Monday, September 3, 2012

The Senator

With a population of less than 300,000, Saskatoon is the largest city in Saskatchewan (for the uninitiated, Saskatchewan is a prairie province in Canada). It was there, my flight having arrived around one o'clock in the morning, that I came upon The Senator. The 105-year-old hotel had obviously tried to maintain a dignified posture of importance as it stood on the downtown corner of 21st Street and 3rd Avenue. But even at that early morning hour the self-proclaimed "boutique hotel" looked a bit tired and tattered in yesterday's attire. For instance, there were the seriously worn marble treads on the wrought-iron main staircase trimmed with oak railings that had long since lost their varnished luster. But what gave away the truth that the aging Senator had "let himself go" so to speak, was what happened when I tried to enter my room, #223. The key fit fine and easily turned in the lock, but I couldn't budge the door.  As I rattled the door handle and shoved on the door in earnest, I imagined one or more persons who had been sleeping soundly in #223 bursting into the hall half-dressed and shouting expletives. 
Thinking better of continuing my efforts, I retreated to the front desk where I interrupted the night clerk and his computer games. I explained the dilemma and he glibly assured me that no one was in room #223.  He  then accompanied me back up the once-regal staircase to the second floor. His first efforts to enter the room were unsuccessful. I felt vindicated.  But then, without further hesitation or warning, he put his burly shoulder into the door with the force of a trained fireman and it gave way with a crash. Thankfully, #223 was indeed unoccupied. The night clerk simply mused as he hurried down the hall, "I wondered if that was one of the sticky door rooms". "Sticky"?  After using my shoulder in like fashion to the night clerk I was able to close my door from the inside. I felt I had been given a working definition of the word "doorjamb". Upon managing to get the door closed, two conflicting concerns crossed my mind. First, as it appeared that the inside lock was not functioning, it would only take someone with a healthy shoulder to enter my room, although not before creating enough noise to wake even me (sans hearing aids). However, it was my second thought that gave me greater pause. If, in the middle of the night, the heritage hotel decided to self-immolate, attempting to reduce its guests to cremated remains, I would never get the heat-swollen door open in time to escape. But, being bone-tired, the door remained unlocked but jammed tightly closed while I slept. 
It won't surprise you to know that I did wake up in the morning, unscathed by fire or felon. After some persistent, two-handed, full body, one foot on the doorframe, heaving on the doorknob I did escape from room #223.

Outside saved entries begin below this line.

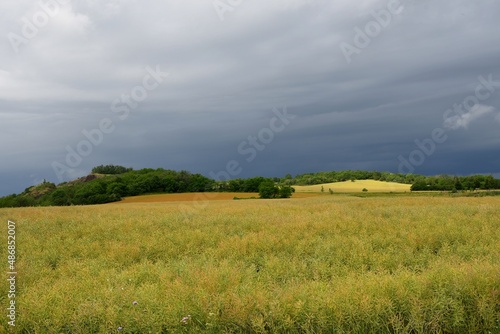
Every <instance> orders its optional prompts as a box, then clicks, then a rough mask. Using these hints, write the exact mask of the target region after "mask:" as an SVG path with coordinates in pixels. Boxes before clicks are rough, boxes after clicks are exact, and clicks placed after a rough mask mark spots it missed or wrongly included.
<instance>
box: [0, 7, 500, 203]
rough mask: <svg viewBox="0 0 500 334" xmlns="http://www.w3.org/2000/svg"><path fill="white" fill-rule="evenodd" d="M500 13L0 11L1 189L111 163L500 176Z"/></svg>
mask: <svg viewBox="0 0 500 334" xmlns="http://www.w3.org/2000/svg"><path fill="white" fill-rule="evenodd" d="M499 17H500V2H498V1H497V0H476V1H470V0H467V1H466V0H453V1H451V0H442V1H430V0H422V1H409V0H408V1H407V0H401V1H398V0H382V1H378V0H363V1H351V0H349V1H347V0H342V1H340V0H273V1H264V0H251V1H250V0H241V1H238V0H231V1H229V0H216V1H213V0H204V1H193V0H168V1H135V0H109V1H98V0H87V1H85V0H74V1H71V0H64V1H63V0H59V1H56V0H42V1H40V2H39V1H26V0H19V1H15V2H13V1H3V2H1V3H0V31H1V32H2V35H1V38H0V50H1V51H0V159H1V160H0V161H1V165H0V195H5V194H9V193H13V192H16V193H18V192H21V191H22V190H24V188H26V187H28V186H30V185H33V184H35V183H38V182H40V181H42V180H43V179H47V180H49V181H52V182H56V183H58V182H60V181H61V180H69V179H72V178H75V177H78V176H82V175H85V174H87V173H88V172H89V171H90V169H91V168H92V167H93V166H96V165H100V164H119V165H124V166H129V167H133V168H143V167H151V168H158V167H162V168H166V169H175V170H181V169H185V170H189V171H191V172H196V173H202V174H204V175H207V176H210V175H218V176H220V177H221V178H222V175H224V172H230V173H231V174H232V177H250V176H254V175H265V176H284V175H285V174H287V173H291V174H293V175H295V174H298V173H306V172H317V171H325V170H344V169H367V170H380V171H390V172H398V171H399V172H409V171H413V172H414V173H419V174H440V173H448V174H462V175H467V174H471V173H492V174H495V175H496V176H500V174H499V173H500V135H499V134H500V133H499V128H500V26H499V24H498V18H499ZM166 73H168V75H167V74H166ZM85 134H86V135H85ZM249 136H250V137H249ZM88 137H89V138H88ZM69 152H72V153H69ZM228 163H229V166H228Z"/></svg>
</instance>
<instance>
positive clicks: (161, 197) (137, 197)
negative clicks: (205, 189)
mask: <svg viewBox="0 0 500 334" xmlns="http://www.w3.org/2000/svg"><path fill="white" fill-rule="evenodd" d="M313 196H318V195H317V194H305V193H295V194H293V196H292V198H304V197H313ZM235 197H237V198H240V199H251V198H252V197H254V198H259V194H258V193H182V194H158V195H143V196H134V197H126V198H124V199H123V200H121V201H120V202H116V204H127V203H164V202H190V201H200V200H209V201H227V200H233V199H234V198H235Z"/></svg>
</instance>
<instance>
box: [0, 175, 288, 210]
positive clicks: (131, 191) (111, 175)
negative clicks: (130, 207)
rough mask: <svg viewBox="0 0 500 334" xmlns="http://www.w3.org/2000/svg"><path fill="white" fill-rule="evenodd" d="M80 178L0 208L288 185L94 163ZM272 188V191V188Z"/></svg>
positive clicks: (72, 203) (55, 205) (284, 192)
mask: <svg viewBox="0 0 500 334" xmlns="http://www.w3.org/2000/svg"><path fill="white" fill-rule="evenodd" d="M92 173H93V174H91V175H89V176H86V177H84V178H81V179H78V180H75V181H71V182H66V183H61V184H60V185H58V186H56V185H55V184H53V183H50V182H43V183H42V184H40V185H37V186H33V187H29V188H27V189H26V190H25V191H24V192H23V193H21V194H19V195H16V194H14V195H10V196H6V197H2V198H0V207H24V206H38V205H40V206H50V205H55V206H66V205H88V204H103V203H110V202H116V201H119V200H121V199H122V198H123V197H126V196H138V195H144V194H154V193H186V192H209V191H228V192H255V193H260V192H261V190H262V194H261V197H263V198H277V197H279V198H285V197H290V196H291V193H292V190H291V189H292V188H291V187H289V186H278V185H276V184H277V182H278V181H279V179H269V178H264V177H254V178H250V179H236V180H230V181H222V182H216V181H214V180H212V179H209V178H207V177H205V176H203V175H201V174H191V173H190V172H188V171H180V172H177V171H173V170H165V169H162V168H159V169H150V168H146V169H141V170H137V171H135V170H132V169H131V168H125V167H121V166H114V165H108V166H97V167H95V168H93V169H92ZM263 183H267V184H272V185H273V187H275V188H276V192H273V193H272V194H270V195H269V194H268V191H267V190H266V188H261V184H263ZM273 191H274V190H273Z"/></svg>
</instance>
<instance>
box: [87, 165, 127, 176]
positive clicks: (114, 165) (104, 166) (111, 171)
mask: <svg viewBox="0 0 500 334" xmlns="http://www.w3.org/2000/svg"><path fill="white" fill-rule="evenodd" d="M132 170H133V169H132V168H126V167H123V166H115V165H106V166H104V165H100V166H97V167H94V168H92V173H94V174H123V173H126V172H130V171H132Z"/></svg>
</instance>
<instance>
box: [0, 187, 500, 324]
mask: <svg viewBox="0 0 500 334" xmlns="http://www.w3.org/2000/svg"><path fill="white" fill-rule="evenodd" d="M355 183H357V182H355ZM186 203H188V204H186ZM186 203H184V205H189V202H186ZM195 208H196V209H194V210H191V211H189V214H186V213H185V211H184V210H182V209H181V208H180V204H179V203H176V202H168V203H125V204H109V205H102V206H88V207H57V208H56V207H53V208H47V207H45V208H23V209H0V220H1V221H2V222H3V223H2V233H3V235H4V236H5V237H4V239H5V240H6V236H7V226H6V225H7V219H10V220H14V221H15V222H16V226H17V227H16V231H17V234H16V237H17V254H18V259H17V270H18V279H17V297H16V305H17V306H18V308H17V321H16V328H15V329H16V332H19V333H500V218H499V217H500V198H498V197H483V198H464V197H459V198H446V197H442V198H439V197H438V198H432V200H430V199H429V198H427V197H422V196H420V197H411V196H408V197H406V196H405V197H400V198H397V197H394V198H391V197H384V198H377V197H370V198H358V197H352V196H341V195H340V196H339V195H333V196H316V197H311V198H298V199H291V200H244V201H234V200H219V201H210V202H209V203H208V205H203V206H196V207H195ZM0 254H1V258H2V259H5V260H4V266H3V268H4V269H3V270H4V272H7V249H6V246H5V242H3V241H2V248H1V250H0ZM7 292H8V282H7V281H6V280H2V283H1V284H0V305H2V309H3V310H4V311H3V312H4V313H7V311H6V307H7V306H6V305H7V303H8V299H7ZM7 320H8V319H7V317H6V316H5V315H2V316H1V317H0V332H2V331H3V332H6V331H7V329H8V325H7Z"/></svg>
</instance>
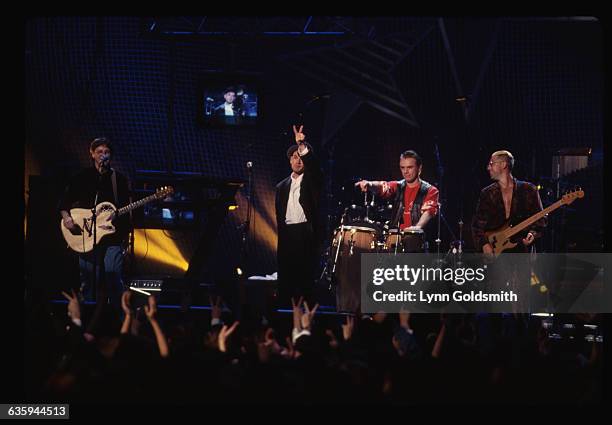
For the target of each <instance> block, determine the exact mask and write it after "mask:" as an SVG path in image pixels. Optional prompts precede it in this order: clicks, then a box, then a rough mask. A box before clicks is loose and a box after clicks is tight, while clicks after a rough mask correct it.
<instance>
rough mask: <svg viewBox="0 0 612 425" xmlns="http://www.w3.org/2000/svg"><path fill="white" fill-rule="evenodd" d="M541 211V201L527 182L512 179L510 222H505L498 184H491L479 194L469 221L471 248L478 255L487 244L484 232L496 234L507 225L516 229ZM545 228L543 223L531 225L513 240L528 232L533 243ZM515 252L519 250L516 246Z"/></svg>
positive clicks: (535, 191) (504, 217)
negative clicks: (528, 218)
mask: <svg viewBox="0 0 612 425" xmlns="http://www.w3.org/2000/svg"><path fill="white" fill-rule="evenodd" d="M541 210H542V201H541V200H540V194H539V193H538V190H537V188H536V187H535V186H534V185H533V184H532V183H529V182H524V181H520V180H517V179H516V178H515V179H514V189H513V192H512V205H511V207H510V218H509V220H506V210H505V208H504V199H503V197H502V192H501V188H500V186H499V183H497V182H495V183H493V184H490V185H489V186H487V187H485V188H484V189H482V190H481V191H480V198H479V199H478V203H477V204H476V211H475V212H474V216H473V218H472V236H473V238H474V247H475V248H476V249H477V250H479V251H482V247H483V245H485V244H487V243H488V241H487V238H486V237H485V232H488V231H491V230H496V229H498V228H499V227H501V226H503V225H504V224H505V223H506V222H507V221H509V222H510V223H511V224H513V225H516V224H518V223H520V222H521V221H523V220H526V219H527V218H529V217H531V216H532V215H534V214H536V213H537V212H539V211H541ZM545 226H546V219H545V218H541V219H540V220H538V221H536V222H535V223H533V224H532V225H531V226H530V227H529V228H527V229H525V231H524V232H522V233H521V235H516V236H515V237H514V238H513V239H516V238H518V237H519V236H522V237H524V235H525V234H526V233H527V232H529V231H531V232H532V233H533V234H534V237H535V238H536V239H537V238H539V237H540V236H541V235H542V231H543V230H544V227H545ZM517 248H519V247H518V246H517Z"/></svg>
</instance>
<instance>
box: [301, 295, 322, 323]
mask: <svg viewBox="0 0 612 425" xmlns="http://www.w3.org/2000/svg"><path fill="white" fill-rule="evenodd" d="M317 308H319V304H318V303H317V304H315V306H314V308H313V309H312V310H310V309H309V308H308V303H307V302H306V301H304V314H302V317H301V321H302V329H306V330H310V327H311V326H312V323H313V321H314V315H315V312H316V311H317Z"/></svg>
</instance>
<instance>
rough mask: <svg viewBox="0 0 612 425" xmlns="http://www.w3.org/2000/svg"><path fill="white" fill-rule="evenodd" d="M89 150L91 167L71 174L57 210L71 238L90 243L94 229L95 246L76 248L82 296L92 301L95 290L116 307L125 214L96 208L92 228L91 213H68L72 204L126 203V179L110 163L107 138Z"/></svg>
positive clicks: (119, 288) (89, 204) (94, 204)
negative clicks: (105, 234)
mask: <svg viewBox="0 0 612 425" xmlns="http://www.w3.org/2000/svg"><path fill="white" fill-rule="evenodd" d="M89 154H90V155H91V159H92V161H93V167H90V168H87V169H85V170H82V171H81V172H80V173H78V174H77V175H76V176H75V177H73V178H72V180H71V181H70V183H69V185H68V186H67V187H66V190H65V192H64V196H63V198H62V199H61V201H60V204H59V210H60V214H61V216H62V225H63V227H64V228H65V229H67V231H69V232H68V234H69V235H70V236H71V237H74V239H77V240H78V239H83V240H90V241H91V244H92V245H93V239H94V238H93V232H94V231H96V232H98V233H97V234H96V237H95V240H96V242H97V243H96V245H97V246H96V249H95V250H88V249H85V248H83V249H82V250H77V252H79V271H80V280H81V291H82V295H83V296H84V297H85V299H87V300H90V301H93V299H94V298H93V295H94V292H93V291H94V290H95V291H97V294H96V295H97V299H98V300H102V302H106V301H107V299H108V300H109V301H110V302H111V304H113V305H115V306H117V307H119V306H120V303H121V293H122V291H123V282H122V269H123V258H124V247H125V246H126V245H127V238H128V235H129V231H130V220H129V216H128V215H123V216H121V217H116V218H115V214H114V213H113V214H111V215H109V214H108V213H107V214H106V215H104V216H103V214H101V213H100V211H97V215H98V216H99V221H98V220H97V228H95V227H94V225H93V219H92V217H91V216H92V215H93V214H90V215H89V218H88V217H87V216H83V215H79V217H78V218H77V217H76V215H75V217H72V216H71V212H70V211H71V210H72V209H75V208H77V209H88V210H93V207H94V205H99V204H100V203H101V202H110V203H112V204H114V205H126V204H128V203H129V183H128V179H127V177H125V176H124V175H123V174H121V173H119V172H117V171H116V170H114V169H112V168H111V166H110V160H111V155H112V145H111V143H110V141H109V140H108V139H106V138H97V139H94V140H93V142H92V143H91V145H90V148H89ZM73 211H77V210H73ZM105 229H108V230H109V233H110V231H111V230H112V233H110V234H108V235H104V234H103V233H104V231H105ZM101 236H104V237H103V238H101ZM64 237H66V235H65V236H64ZM83 246H86V244H83ZM94 264H96V265H97V267H96V269H97V270H98V275H97V277H96V279H95V281H96V282H98V283H99V285H97V287H96V288H93V285H92V283H93V282H94V279H93V278H94V276H93V270H94Z"/></svg>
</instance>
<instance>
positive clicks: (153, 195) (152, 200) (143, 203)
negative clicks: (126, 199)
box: [117, 193, 159, 216]
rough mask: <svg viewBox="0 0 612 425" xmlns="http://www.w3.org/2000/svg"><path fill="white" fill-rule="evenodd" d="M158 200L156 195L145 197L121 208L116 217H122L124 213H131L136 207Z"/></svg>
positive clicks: (119, 210) (154, 194) (158, 196)
mask: <svg viewBox="0 0 612 425" xmlns="http://www.w3.org/2000/svg"><path fill="white" fill-rule="evenodd" d="M158 198H159V195H158V194H157V193H155V194H153V195H150V196H147V197H146V198H142V199H141V200H140V201H136V202H132V203H131V204H128V205H126V206H125V207H123V208H120V209H118V210H117V215H118V216H120V215H123V214H125V213H128V212H130V211H132V210H133V209H136V208H138V207H142V206H143V205H144V204H147V203H149V202H151V201H155V200H156V199H158Z"/></svg>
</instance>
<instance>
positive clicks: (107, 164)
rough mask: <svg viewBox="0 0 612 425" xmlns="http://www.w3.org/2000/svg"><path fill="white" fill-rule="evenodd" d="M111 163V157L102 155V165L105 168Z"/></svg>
mask: <svg viewBox="0 0 612 425" xmlns="http://www.w3.org/2000/svg"><path fill="white" fill-rule="evenodd" d="M109 162H110V155H102V156H101V157H100V165H102V166H104V167H108V163H109Z"/></svg>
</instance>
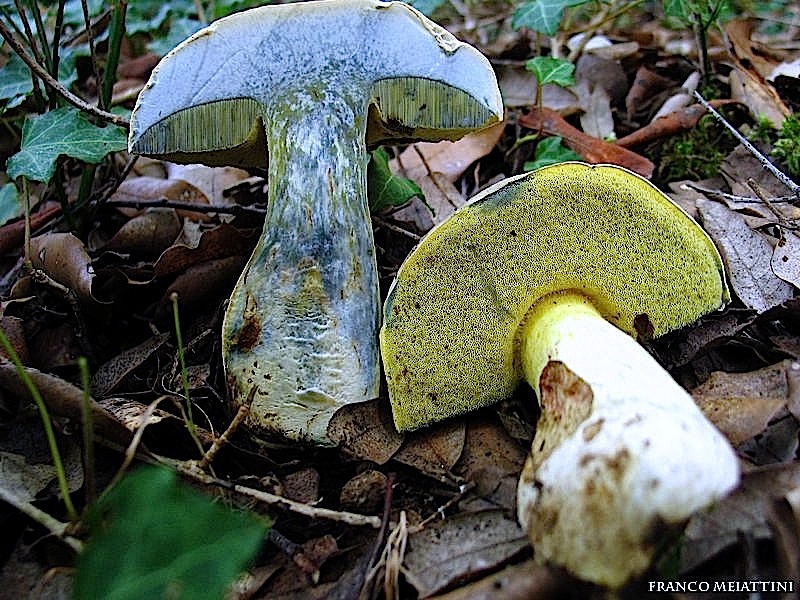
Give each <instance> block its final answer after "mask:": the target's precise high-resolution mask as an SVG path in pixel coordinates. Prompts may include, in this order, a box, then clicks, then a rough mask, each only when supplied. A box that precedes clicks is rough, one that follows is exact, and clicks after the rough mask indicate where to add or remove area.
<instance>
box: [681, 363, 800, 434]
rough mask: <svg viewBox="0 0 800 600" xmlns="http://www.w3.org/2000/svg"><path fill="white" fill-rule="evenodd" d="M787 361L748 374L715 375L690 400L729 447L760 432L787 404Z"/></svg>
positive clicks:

Somehow, there seemed to be message for me in saga of the stuck door to room #223. I believe it is this: don't pretend to be something you're not. The Senator was really faking it in many respects. Its glory days were gone, unlikely to be recovered. No one was really fooled. Sometimes I'm prone to misrepresent the state of my Parkinson's, to disguise the symptoms that would be apparent to a discriminating eye. I find myself trying to portray an outdated image of who I was in better times. Faking it! I need to learn a lesson in humility from The Senator. Just be who I am, a small-town boy who has been blessed beyond any of my dreams; a 60-year-old guy with Parkinson's who simply wants to encourage others as I have been encouraged.